Dans une déclaration relayée par plusieurs médias, le parti affirme que son leader a été « sacrifié » dans le cadre des négociations et que les différentes procédures judiciaires engagées contre lui constitueraient, selon sa lecture, des « alibis destinés à occulter la vérité ».

Le parti va plus loin en estimant que cette situation renforcerait sa thèse d’un « complot politico-judiciaire » visant son dirigeant.

Cette accusation reste toutefois une position politique de la NOGEC et ne constitue pas, à ce stade, un fait judiciairement établi. Constant Mutamba a notamment été condamné dans une affaire de détournement de fonds publics et demeure concerné par d’autres procédures, dont le dossier FRIVAO.

« Faut-il prendre les armes pour être entendu ? »

Pour la formation politique, cette situation soulève deux interrogations qu’elle juge fondamentales.

La première : « Faut-il prendre les armes contre la République pour être entendu et respecté par le Gouvernement congolais ? »

La seconde : « Quel message le gouvernement lance-t-il au peuple à travers cette contradiction ? »
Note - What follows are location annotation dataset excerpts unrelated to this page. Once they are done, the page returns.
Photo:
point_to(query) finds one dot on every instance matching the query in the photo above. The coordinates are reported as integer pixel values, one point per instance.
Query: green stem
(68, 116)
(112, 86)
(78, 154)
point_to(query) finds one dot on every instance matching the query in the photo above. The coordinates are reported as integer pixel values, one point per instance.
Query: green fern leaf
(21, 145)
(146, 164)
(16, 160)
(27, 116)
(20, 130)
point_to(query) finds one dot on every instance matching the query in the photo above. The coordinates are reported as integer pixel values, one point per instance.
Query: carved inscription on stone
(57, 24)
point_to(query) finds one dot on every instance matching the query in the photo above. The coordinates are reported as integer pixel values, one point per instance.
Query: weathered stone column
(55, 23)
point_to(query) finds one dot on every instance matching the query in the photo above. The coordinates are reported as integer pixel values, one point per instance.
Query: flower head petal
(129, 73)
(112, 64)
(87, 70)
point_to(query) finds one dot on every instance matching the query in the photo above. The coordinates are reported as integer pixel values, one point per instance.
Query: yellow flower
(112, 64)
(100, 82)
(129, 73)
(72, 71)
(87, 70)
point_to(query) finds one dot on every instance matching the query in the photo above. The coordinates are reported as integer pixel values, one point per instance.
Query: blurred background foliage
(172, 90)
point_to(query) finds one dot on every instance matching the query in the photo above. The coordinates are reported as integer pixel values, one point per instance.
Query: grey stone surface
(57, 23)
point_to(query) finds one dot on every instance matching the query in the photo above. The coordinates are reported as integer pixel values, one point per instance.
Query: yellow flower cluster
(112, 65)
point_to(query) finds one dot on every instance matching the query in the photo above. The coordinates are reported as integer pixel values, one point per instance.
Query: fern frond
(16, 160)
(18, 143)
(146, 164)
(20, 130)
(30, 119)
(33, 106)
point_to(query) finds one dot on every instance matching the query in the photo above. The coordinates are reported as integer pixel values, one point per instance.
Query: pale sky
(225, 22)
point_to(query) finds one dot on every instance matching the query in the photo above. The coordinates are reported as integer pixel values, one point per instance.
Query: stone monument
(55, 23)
À travers ces questions, la NOGEC dénonce ce qu’elle considère comme un signal politique dangereux : celui d’un État qui, pour parvenir à la paix, accepte de négocier avec une rébellion armée et de libérer certains de ses détenus, alors que son propre leader reste privé de liberté.

Des négociations qui mettent le gouvernement sous pression

Le processus de Doha prévoit effectivement des mesures de confiance entre Kinshasa et l’AFC/M23, notamment la libération de prisonniers. Lors des discussions tenues en avril en Suisse sous médiation qatarie, les deux parties s’étaient accordées sur un mécanisme de libération des détenus. Les chiffres évoqués à l’époque faisaient état de 311 prisonniers liés à l’AFC/M23 et de 166 détenus du côté gouvernemental.
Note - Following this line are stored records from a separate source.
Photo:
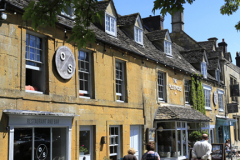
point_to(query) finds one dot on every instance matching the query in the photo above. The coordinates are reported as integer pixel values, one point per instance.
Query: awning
(179, 113)
(225, 121)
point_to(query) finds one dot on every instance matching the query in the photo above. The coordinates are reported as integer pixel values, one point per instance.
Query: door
(86, 143)
(136, 140)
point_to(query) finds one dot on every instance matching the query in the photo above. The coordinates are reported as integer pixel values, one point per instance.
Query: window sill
(30, 91)
(208, 108)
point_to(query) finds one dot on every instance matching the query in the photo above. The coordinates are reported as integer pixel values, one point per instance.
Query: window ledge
(30, 91)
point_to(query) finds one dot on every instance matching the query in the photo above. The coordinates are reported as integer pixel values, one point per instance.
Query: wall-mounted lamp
(103, 140)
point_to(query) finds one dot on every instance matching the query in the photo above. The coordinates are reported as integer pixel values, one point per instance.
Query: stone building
(58, 102)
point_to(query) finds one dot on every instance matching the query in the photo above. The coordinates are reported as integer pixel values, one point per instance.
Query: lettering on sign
(42, 121)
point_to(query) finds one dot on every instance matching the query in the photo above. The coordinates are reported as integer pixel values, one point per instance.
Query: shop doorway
(86, 143)
(135, 140)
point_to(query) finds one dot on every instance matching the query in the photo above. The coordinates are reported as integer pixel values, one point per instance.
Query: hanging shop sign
(65, 62)
(215, 98)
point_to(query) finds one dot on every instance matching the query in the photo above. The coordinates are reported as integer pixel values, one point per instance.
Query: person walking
(202, 149)
(150, 154)
(130, 156)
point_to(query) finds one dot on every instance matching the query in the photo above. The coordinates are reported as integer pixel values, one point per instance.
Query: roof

La mise en œuvre progressive de ces engagements place donc le gouvernement congolais devant un délicat exercice d’équilibre : négocier pour obtenir une désescalade dans l’Est tout en répondant aux critiques internes sur le traitement réservé aux acteurs politiques et judiciaires.
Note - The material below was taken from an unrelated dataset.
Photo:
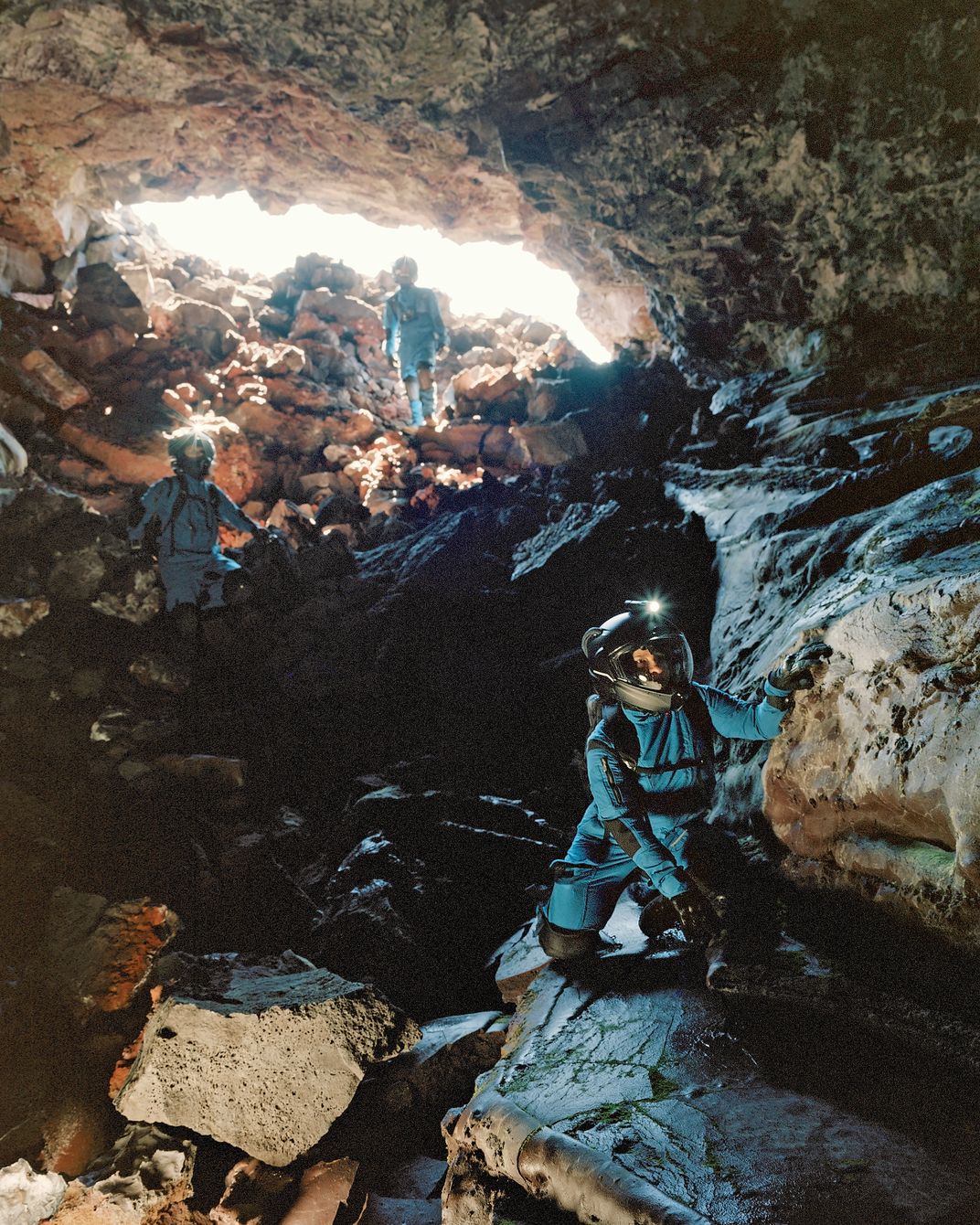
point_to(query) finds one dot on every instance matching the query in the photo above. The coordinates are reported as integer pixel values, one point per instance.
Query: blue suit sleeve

La NOGEC considère que l’attitude actuelle du pouvoir est contraire aux intérêts de la République et à la mémoire des millions de Congolais victimes des violences dans l’Est du pays.

Le cas Mutamba, toujours au cœur de la controverse

La situation de Constant Mutamba continue parallèlement de susciter des réactions politiques et citoyennes. En juillet, la Commission nationale des droits de l’homme (CNDH) avait été saisie par un mouvement associatif dénonçant des violations présumées de ses droits et demandant une enquête.

De son côté, la NOGEC continue de contester la condamnation de son leader et réclame sa libération, faisant de cette revendication l’une de ses principales conditions dans le cadre du dialogue politique national.

Pour le parti, la question dépasse désormais le seul cas de Constant Mutamba. Elle touche à la manière dont l’État congolais entend conduire les négociations de paix tout en préservant l’autorité de la justice et la confiance de la population.

À ses yeux, la libération de prisonniers dans le cadre d’un processus de paix peut être justifiée par la recherche d’une solution au conflit. Mais elle ne devrait pas, estime-t-il, donner l’impression que la voie des armes permet d’obtenir davantage de considération de l’État que la voie institutionnelle et judiciaire.

Une interrogation qui risque de continuer à alimenter le débat politique congolais, alors que les négociations avec l’AFC/M23 se poursuivent et que le dossier judiciaire de Constant Mutamba reste loin d’être clos.